窓の外には、少しずつ赤みを帯びてきた春の夕陽。
まるでスポットライトのように差し込んだ光が、ピアノの鍵盤をやさしく照らしていた。
「……ほんとに、やるの?」
そらが、すこし恥ずかしそうに言った。
悠真は笑う。
「やるって言ったの、そらじゃん。ふたりで、もう一度……って」
そらは頬を染め、視線を逸らす。
「だって……昨日、悠真くんが、あんなふうに言うから……」
言いかけて、はにかむように笑った。
「……嬉しかったから」
その笑顔が、胸の奥をぎゅっと締めつけた。
「そらの音、聴かせてよ。俺、今ならちゃんとわかる気がする」
そらは頷き、鍵盤の前に座った。
悠真も隣に腰掛ける。
「最初は……“あの曲”でいい?」
「もちろん」
ふたりの指が、鍵盤の上にそっと乗る。
空気が、ぴたりと静まりかえる。
風の音さえも止んだ気がするほどに。
――そして、始まった。
そらが弾いた最初の旋律は、確かに聴こえた。
優しく、でも確かに心を震わせる音だった。
悠真の手が追いかけるように重なる。
テンポを合わせ、音色を紡ぎながら、心を寄せていく。
(そらの音って……こんなにも、あったかいんだ)
それは、“耳”で聴く音ではなく、“心”で感じる音。
視線を交わすことも、言葉を交わすこともない。
でも、ちゃんと伝わっていた。
たったひとつの旋律が、ふたりを繋いでいた。
――ラストの音が、静かに消える。
沈黙が訪れる。
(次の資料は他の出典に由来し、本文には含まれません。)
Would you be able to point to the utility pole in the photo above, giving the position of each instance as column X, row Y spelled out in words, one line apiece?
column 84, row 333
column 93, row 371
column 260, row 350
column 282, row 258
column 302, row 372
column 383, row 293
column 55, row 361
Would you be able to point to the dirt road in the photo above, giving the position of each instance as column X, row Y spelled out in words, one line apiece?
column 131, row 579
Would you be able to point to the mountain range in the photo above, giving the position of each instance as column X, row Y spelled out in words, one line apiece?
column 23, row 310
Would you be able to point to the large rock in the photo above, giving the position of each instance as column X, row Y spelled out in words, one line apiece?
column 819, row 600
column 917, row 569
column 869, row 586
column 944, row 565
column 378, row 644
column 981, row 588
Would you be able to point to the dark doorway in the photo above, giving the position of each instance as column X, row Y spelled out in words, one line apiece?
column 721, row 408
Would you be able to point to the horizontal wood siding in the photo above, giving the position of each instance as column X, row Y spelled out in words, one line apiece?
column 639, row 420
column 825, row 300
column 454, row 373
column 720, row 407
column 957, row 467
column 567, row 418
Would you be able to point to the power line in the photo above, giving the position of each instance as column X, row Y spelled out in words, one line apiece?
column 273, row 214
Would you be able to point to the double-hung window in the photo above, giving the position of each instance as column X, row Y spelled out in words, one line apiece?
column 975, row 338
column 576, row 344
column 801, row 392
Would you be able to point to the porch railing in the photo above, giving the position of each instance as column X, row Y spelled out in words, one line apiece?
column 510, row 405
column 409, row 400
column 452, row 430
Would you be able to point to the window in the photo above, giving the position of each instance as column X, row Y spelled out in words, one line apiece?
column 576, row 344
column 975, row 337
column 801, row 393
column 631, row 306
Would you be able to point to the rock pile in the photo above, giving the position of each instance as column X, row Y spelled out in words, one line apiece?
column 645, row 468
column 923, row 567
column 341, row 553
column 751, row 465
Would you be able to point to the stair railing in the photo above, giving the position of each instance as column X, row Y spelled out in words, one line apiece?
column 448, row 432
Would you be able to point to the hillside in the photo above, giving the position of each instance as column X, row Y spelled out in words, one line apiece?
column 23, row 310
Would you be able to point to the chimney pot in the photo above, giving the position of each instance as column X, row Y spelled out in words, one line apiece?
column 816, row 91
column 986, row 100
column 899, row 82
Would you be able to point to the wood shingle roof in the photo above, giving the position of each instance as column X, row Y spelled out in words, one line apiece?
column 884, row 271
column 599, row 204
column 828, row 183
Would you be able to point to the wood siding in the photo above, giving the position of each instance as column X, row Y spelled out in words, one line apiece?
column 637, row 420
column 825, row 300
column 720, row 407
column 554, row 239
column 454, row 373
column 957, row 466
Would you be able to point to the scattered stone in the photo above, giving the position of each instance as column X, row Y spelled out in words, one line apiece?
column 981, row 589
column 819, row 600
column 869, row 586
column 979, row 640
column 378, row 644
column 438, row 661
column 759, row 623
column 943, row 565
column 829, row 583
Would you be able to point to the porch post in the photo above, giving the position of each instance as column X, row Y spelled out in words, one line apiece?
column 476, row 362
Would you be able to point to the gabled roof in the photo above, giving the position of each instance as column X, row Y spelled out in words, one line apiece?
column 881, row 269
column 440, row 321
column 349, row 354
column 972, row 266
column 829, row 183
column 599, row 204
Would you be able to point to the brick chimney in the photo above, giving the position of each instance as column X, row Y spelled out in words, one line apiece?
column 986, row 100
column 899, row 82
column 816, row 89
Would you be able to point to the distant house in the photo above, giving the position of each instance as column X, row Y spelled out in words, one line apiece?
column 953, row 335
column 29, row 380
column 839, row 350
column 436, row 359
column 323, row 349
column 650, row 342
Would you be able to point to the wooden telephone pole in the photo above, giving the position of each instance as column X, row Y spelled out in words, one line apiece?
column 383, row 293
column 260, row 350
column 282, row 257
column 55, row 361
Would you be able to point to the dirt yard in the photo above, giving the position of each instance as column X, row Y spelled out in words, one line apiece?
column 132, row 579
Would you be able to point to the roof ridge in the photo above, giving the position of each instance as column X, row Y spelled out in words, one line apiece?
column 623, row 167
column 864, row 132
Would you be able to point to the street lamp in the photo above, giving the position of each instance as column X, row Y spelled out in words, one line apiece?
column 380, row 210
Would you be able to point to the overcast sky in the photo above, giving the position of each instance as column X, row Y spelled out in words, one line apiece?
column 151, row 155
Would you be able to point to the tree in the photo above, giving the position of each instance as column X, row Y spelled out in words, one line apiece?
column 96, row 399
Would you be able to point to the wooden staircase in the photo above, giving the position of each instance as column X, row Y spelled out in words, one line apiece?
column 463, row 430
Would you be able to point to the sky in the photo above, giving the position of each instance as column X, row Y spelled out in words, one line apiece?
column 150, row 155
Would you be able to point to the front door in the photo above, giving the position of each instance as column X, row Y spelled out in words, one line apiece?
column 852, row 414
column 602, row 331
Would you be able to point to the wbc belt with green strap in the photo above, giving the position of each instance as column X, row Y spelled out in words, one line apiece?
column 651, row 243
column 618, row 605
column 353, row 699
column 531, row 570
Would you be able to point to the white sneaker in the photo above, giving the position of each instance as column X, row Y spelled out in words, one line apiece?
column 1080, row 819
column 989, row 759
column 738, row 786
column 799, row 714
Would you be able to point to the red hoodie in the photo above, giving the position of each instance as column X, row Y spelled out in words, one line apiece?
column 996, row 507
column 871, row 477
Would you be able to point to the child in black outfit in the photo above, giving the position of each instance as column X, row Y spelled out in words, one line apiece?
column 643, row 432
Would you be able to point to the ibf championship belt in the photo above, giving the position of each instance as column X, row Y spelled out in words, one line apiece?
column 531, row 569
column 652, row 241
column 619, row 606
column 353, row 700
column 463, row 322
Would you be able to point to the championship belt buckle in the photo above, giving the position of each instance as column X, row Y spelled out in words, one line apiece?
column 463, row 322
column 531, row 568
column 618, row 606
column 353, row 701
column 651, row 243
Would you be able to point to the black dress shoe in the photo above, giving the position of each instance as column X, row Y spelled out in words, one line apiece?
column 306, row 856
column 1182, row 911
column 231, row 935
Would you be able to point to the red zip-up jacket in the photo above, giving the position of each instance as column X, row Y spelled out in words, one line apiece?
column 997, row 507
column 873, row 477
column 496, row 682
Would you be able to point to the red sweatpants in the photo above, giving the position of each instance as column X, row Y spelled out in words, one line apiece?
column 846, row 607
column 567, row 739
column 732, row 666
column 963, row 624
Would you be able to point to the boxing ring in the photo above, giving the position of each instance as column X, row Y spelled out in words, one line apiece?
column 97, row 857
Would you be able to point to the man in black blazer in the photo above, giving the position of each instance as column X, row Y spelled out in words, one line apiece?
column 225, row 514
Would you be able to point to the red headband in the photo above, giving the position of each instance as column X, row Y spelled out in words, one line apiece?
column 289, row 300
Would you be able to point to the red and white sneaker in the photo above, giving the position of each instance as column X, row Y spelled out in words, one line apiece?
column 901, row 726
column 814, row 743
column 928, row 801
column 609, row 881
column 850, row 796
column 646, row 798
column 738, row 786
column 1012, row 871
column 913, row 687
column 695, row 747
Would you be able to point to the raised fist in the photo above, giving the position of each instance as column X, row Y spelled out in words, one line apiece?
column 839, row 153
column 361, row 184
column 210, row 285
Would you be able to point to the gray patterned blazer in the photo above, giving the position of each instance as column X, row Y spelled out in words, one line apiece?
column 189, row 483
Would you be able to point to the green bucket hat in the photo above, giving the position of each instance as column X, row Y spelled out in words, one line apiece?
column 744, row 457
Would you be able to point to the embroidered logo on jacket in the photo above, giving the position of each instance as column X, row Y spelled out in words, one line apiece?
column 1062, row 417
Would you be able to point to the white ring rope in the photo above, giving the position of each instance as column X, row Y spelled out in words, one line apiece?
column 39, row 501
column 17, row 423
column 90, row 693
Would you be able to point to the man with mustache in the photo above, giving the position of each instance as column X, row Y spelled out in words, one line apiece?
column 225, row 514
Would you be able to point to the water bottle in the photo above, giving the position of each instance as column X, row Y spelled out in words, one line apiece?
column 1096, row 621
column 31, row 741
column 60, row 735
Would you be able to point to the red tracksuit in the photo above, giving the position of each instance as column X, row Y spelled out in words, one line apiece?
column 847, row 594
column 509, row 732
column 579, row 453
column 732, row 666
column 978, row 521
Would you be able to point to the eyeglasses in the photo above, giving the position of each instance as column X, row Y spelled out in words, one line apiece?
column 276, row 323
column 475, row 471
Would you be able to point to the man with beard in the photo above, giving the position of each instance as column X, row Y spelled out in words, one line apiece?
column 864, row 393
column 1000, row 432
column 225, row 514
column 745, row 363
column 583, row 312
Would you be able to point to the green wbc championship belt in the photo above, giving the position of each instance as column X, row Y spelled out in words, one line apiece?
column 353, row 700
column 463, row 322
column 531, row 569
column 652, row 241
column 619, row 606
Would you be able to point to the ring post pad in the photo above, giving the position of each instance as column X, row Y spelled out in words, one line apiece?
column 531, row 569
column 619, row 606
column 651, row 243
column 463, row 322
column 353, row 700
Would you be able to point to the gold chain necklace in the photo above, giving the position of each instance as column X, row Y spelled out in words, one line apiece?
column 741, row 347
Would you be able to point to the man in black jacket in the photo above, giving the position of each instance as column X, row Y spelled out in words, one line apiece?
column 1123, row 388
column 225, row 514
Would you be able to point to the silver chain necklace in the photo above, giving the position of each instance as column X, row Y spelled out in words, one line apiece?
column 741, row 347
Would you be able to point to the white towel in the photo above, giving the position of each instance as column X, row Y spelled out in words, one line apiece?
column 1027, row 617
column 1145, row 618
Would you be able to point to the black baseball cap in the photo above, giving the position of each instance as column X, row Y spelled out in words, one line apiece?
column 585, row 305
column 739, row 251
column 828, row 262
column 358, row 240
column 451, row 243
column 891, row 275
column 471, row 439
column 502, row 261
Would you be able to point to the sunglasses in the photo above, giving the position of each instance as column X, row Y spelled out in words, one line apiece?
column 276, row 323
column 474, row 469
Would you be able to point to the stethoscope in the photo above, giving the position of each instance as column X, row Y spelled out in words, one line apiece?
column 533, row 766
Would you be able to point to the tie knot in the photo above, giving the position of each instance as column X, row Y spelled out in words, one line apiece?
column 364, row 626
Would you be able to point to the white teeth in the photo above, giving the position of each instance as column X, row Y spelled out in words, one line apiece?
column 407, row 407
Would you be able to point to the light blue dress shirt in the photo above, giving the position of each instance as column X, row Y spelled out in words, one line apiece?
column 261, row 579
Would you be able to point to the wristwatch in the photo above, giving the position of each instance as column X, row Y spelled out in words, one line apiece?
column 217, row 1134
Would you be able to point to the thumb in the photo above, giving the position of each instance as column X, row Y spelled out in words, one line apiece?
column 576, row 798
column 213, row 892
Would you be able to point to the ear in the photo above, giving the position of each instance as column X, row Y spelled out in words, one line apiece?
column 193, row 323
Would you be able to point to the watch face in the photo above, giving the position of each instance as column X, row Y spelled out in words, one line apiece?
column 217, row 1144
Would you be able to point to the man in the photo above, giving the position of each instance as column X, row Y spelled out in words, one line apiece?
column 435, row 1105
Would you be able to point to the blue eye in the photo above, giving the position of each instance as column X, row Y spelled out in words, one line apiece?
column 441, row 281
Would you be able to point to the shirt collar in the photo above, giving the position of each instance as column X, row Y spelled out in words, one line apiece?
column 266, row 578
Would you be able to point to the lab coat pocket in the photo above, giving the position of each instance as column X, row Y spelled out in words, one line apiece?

けれど、それは苦しくなかった。
心の奥に響く余韻が、静かに鼓動と重なっていた。
「……どうだった?」
そらが、そっと尋ねる。
悠真は、言葉を探す。
「……“音”じゃなくて、“そら”が聴こえた」
そらの瞳が潤んだ。
「伝わったんだね、ちゃんと……」
「うん、ちゃんと」
そのとき、扉の向こうから誰かの声がした。
「ねえねえ、今の曲、誰が弾いてたの?」
慌ててふたりが振り返ると、そこには吹奏楽部の後輩らしき子が数人、興味津々に立っていた。
「すっごくきれいな音だった! 今の曲、何?」
「文化祭で披露とか、しないんですか?」
そらが戸惑いながらも、視線を悠真に送る。
悠真は、軽く息を吸って、答えた。
「やるよ、俺たち。文化祭で――ふたりで、演奏する」
そらの目が、少し見開かれる。
「……ほんとに?」
「うん。俺たちの音、もっと多くの人に届けたい」
そらの唇が、ゆっくりと微笑みに変わった。
「じゃあ……約束、だね」
夕陽がふたりを包み込む。
その光の中で、ひとつの約束が静かに結ばれた。
――それは、ふたりの“はじまりの音色”。